Note that you cannot reliability connect to the database or interact with models inside the AppConfig.ready function (see the warning in the docs).

If you need to interact with the database in your start-up code, one possibility is to use the connection_created signal to execute initialization code upon connection to the database. 

from django.dispatch import receiver
from django.db.backends.signals import connection_created

@receiver(connection_created)
def my_receiver(connection, **kwargs):
    with connection.cursor() as cursor:
        # do something to the database

Obviously, this solution is for running code once per database connection, not once per project start. So you'll want a sensible value for the CONN_MAX_AGE setting so you aren't re-running the initialization code on every request. Also note that the development server ignores CONN_MAX_AGE, so you WILL run the code once per request in development.

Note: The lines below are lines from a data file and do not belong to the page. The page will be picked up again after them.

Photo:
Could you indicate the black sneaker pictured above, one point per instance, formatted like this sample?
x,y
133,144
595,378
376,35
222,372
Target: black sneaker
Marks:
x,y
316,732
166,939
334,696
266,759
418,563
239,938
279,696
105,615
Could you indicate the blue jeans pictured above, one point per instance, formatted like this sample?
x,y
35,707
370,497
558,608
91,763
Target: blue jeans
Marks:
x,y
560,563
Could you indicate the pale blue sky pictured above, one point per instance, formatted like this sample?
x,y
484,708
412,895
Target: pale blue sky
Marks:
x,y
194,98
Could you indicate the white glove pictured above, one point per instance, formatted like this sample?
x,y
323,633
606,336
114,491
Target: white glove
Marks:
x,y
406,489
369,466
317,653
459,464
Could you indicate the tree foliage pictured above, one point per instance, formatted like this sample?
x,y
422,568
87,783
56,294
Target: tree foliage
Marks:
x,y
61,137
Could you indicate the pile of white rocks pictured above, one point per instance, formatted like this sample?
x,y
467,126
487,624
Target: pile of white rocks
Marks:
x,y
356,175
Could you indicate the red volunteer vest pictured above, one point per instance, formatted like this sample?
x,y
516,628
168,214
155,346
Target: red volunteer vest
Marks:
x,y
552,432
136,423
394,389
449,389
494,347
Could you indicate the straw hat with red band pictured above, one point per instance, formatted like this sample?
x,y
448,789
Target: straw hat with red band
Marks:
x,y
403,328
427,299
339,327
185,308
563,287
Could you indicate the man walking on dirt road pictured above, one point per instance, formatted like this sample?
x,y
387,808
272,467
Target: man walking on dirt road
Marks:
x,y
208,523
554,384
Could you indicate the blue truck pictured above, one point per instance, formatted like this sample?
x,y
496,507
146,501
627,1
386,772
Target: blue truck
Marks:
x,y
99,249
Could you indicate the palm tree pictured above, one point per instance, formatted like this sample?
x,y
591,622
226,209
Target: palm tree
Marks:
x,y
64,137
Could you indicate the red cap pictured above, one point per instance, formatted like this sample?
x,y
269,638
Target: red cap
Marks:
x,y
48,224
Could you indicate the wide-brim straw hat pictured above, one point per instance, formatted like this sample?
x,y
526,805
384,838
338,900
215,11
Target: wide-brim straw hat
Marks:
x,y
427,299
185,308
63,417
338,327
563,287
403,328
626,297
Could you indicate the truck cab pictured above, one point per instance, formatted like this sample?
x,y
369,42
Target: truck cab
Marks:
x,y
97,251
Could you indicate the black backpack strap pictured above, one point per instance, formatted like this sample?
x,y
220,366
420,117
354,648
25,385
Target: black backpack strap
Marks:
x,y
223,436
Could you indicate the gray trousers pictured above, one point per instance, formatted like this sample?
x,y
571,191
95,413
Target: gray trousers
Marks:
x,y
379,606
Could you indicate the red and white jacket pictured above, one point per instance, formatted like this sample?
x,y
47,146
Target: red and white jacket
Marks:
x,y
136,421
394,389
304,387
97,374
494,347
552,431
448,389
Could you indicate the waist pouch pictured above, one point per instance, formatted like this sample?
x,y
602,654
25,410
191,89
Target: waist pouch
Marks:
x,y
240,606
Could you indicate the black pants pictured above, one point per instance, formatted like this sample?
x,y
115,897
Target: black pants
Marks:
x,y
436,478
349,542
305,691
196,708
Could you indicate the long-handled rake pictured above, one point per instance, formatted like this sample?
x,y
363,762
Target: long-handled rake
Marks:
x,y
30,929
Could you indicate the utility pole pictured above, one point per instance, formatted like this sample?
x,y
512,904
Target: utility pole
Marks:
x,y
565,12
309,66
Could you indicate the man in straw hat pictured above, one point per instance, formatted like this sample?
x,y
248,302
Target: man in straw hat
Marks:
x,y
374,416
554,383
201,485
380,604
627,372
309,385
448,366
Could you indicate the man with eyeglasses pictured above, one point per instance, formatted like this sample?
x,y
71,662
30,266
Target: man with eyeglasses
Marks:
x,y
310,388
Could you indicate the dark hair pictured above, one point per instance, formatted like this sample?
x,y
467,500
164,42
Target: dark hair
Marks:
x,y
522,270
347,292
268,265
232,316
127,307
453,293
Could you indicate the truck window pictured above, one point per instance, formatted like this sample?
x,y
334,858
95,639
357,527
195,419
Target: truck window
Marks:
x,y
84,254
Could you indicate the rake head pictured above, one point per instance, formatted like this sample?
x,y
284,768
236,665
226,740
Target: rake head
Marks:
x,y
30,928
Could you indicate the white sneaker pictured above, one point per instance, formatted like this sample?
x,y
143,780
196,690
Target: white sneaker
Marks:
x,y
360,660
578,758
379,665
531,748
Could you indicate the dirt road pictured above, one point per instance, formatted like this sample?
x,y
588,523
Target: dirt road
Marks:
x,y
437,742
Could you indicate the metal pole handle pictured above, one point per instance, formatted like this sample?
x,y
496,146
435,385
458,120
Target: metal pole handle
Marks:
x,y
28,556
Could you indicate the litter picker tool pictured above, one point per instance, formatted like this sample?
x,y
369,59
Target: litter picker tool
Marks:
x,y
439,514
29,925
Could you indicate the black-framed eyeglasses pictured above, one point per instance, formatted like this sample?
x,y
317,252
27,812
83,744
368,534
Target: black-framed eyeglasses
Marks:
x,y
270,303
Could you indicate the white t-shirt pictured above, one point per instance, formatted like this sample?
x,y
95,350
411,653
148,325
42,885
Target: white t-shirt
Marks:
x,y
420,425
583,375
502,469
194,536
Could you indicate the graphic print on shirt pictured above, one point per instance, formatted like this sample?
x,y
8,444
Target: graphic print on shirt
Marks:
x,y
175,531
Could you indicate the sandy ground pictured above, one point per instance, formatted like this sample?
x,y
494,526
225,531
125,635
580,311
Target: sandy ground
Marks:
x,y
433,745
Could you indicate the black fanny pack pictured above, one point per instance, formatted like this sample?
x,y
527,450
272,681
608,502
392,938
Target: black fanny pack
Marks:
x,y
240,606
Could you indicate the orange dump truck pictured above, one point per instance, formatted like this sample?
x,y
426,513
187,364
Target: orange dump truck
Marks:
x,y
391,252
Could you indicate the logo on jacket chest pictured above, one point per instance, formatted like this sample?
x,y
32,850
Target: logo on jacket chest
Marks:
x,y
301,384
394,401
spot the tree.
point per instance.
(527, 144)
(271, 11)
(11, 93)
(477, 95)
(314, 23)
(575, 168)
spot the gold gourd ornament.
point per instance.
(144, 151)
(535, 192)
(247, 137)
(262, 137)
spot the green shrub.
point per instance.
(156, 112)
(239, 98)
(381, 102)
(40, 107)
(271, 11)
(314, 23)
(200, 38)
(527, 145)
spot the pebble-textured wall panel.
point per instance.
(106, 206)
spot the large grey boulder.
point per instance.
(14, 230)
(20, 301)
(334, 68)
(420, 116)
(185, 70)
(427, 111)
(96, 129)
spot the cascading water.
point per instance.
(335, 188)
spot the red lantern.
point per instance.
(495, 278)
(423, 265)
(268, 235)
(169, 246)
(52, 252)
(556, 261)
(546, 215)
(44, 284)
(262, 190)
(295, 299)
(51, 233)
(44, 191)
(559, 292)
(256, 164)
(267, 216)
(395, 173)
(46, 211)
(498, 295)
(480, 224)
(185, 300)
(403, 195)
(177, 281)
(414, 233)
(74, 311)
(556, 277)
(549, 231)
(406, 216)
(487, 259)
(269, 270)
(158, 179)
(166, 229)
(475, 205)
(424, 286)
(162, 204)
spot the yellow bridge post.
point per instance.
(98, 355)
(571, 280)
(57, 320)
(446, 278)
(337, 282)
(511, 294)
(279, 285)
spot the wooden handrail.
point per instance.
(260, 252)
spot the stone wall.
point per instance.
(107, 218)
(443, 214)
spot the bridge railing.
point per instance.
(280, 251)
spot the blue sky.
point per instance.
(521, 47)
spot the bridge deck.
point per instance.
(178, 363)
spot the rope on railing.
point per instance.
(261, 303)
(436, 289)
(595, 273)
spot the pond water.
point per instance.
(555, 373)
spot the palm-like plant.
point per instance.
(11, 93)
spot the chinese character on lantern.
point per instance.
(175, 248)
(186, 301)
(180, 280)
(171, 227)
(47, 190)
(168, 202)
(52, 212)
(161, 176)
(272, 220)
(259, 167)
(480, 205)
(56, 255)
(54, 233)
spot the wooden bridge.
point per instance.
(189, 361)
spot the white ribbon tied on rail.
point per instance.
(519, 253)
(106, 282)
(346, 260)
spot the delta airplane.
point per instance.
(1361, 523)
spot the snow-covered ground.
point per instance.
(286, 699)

99% of the time this is a bad idea - database initialization code should go in migrations - but there are some use cases where you can't avoid late initialization and the caveats above are acceptable.

Upvotes: 15

S.Lott
S.Lott

Reputation: 391992

Update from Pykler's answer below: Django 1.7 now has a hook for this

Don't do it this way.

You don't want "middleware" for a one-time startup thing.

You want to execute code in the top-level urls.py. That module is imported and executed once.

urls.py

from django.confs.urls.defaults import *
from my_app import one_time_startup

urlpatterns = ...

one_time_startup()

Upvotes: 148

AnaPana
AnaPana

Reputation: 2058

If it helps someone, in addition to pykler's answer, "--noreload" option prevents runserver from executing command on startup twice:

python manage.py runserver --noreload

But that command won't reload runserver after other code's changes as well.

Upvotes: 23

augustomen
augustomen

Reputation: 9759

This question is well-answered in the blog post Entry point hook for Django projects, which will work for Django >= 1.4.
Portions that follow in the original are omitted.